A walk with fastai2 - Tabular - Study Group and Online Lectures Megathread

muellerzr · February 29, 2020, 3:41pm

Please use this topic for the Tabular portion of A walk with fastai2!

FAQ:

Videos:

Lesson 1: https://youtu.be/liTHAhdl1cQ
Lesson 2: https://youtu.be/-aCtDIgbxMw
Lesson 3: https://youtu.be/XoWX_YOrtPg
Lesson 4: https://youtu.be/1GjqwK2IWbE

Link to the stream:

I will update this link a few hours before each week. Here is the one for this week:
They will not go live until 5pm cst

Notebooks we have covered:

01_Pandas
01_Adults
02_Regression_and_Permutation_Importance
02_Bayesian_Optimization
02_Ensembling
03_SHAP
03_ClassConfusion
03_Research
04_TabNet
04_TimeSeries

Schedule

this schedule is subject to change

Block 2, Tabular (March 7th - April 4th):
Note: There will be a week off March 14th, I’ll be away at a conference

Lesson 1: Pandas Workshop, Tabular Classification, Inference
Lesson 2: Regression, Permutation Importance, Bayesian Optimization, and Ensembling with other model types
Lesson 3: SHAP, Class Confusion, doing research
Lesson 4: TabNet, Time Series

Closing notes

This will be my first time live-streaming so this will be an experiment for everyone but I have high hopes that this will turn out to be a successful study group with your help! Please use this thread for any questions and starting discussions about this material, we’re all learning fastai (and especially the second version) together! I will update this post with youtube links to the livestream, as well as post on this thread as well. Looking forward to seeing everyone next month!!!

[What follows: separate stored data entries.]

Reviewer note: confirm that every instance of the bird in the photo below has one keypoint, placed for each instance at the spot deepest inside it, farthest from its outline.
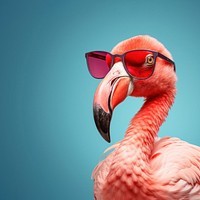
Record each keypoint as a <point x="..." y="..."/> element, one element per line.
<point x="142" y="166"/>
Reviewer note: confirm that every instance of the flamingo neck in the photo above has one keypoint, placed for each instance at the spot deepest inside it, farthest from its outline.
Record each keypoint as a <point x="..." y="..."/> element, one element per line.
<point x="145" y="124"/>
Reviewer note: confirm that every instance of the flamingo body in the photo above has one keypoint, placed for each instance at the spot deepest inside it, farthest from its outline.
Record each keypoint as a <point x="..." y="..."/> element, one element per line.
<point x="143" y="166"/>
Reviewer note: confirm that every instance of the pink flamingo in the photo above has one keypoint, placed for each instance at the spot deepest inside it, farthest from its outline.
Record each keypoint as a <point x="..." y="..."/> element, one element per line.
<point x="142" y="166"/>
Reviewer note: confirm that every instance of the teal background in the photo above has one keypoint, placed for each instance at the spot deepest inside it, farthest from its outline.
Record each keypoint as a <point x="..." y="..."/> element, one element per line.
<point x="48" y="141"/>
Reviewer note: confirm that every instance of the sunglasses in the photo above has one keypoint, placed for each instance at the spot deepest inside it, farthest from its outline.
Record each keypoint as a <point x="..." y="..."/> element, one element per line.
<point x="139" y="64"/>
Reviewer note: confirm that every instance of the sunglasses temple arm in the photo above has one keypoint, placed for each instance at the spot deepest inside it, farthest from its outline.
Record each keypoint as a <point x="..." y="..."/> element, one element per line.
<point x="94" y="55"/>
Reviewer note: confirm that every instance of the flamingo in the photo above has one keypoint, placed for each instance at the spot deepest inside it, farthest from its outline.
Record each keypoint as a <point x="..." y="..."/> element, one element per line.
<point x="143" y="166"/>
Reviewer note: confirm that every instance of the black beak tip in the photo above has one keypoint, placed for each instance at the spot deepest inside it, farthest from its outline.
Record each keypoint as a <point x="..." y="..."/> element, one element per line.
<point x="102" y="120"/>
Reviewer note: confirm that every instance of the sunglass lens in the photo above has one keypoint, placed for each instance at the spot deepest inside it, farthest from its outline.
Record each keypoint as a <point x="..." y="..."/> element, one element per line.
<point x="140" y="64"/>
<point x="98" y="63"/>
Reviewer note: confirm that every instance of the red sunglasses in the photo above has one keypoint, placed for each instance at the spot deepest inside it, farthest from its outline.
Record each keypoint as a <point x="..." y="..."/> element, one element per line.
<point x="139" y="64"/>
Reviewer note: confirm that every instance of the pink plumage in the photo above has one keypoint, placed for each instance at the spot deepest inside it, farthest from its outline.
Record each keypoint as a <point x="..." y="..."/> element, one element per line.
<point x="143" y="166"/>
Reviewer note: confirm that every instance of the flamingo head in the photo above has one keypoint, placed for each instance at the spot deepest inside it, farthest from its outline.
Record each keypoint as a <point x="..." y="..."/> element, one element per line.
<point x="118" y="83"/>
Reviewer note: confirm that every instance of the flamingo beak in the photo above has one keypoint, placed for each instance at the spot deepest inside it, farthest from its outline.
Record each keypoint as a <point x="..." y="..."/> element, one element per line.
<point x="113" y="89"/>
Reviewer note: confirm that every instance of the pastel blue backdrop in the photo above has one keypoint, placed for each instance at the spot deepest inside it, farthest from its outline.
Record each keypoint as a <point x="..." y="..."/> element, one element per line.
<point x="48" y="141"/>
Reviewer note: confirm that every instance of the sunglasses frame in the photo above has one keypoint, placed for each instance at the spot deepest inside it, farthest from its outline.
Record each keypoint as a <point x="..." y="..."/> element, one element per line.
<point x="122" y="56"/>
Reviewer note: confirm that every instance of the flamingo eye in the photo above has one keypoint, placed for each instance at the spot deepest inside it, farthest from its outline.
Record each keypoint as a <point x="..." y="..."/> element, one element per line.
<point x="149" y="60"/>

(Also minor PSA, this is in no way for any credit whatsoever. I am just an undergraduate student wanting to help others learn how to use this amazing library to its fullest potential. Instead of worrying about credit, try using what you’ve learned into a project or two and some blogs, this provides evidence you know the material much better than a slip of paper can in some cases )

nestorDemeure · February 29, 2020, 4:41pm

What will you cover in the bayesian optimization section ? (I did some recent test on hyperparameter optimization but also feature selection with Ax: I don’t know if you have played with the later buts its worth exploring if you have a large number of features and an overfitting model)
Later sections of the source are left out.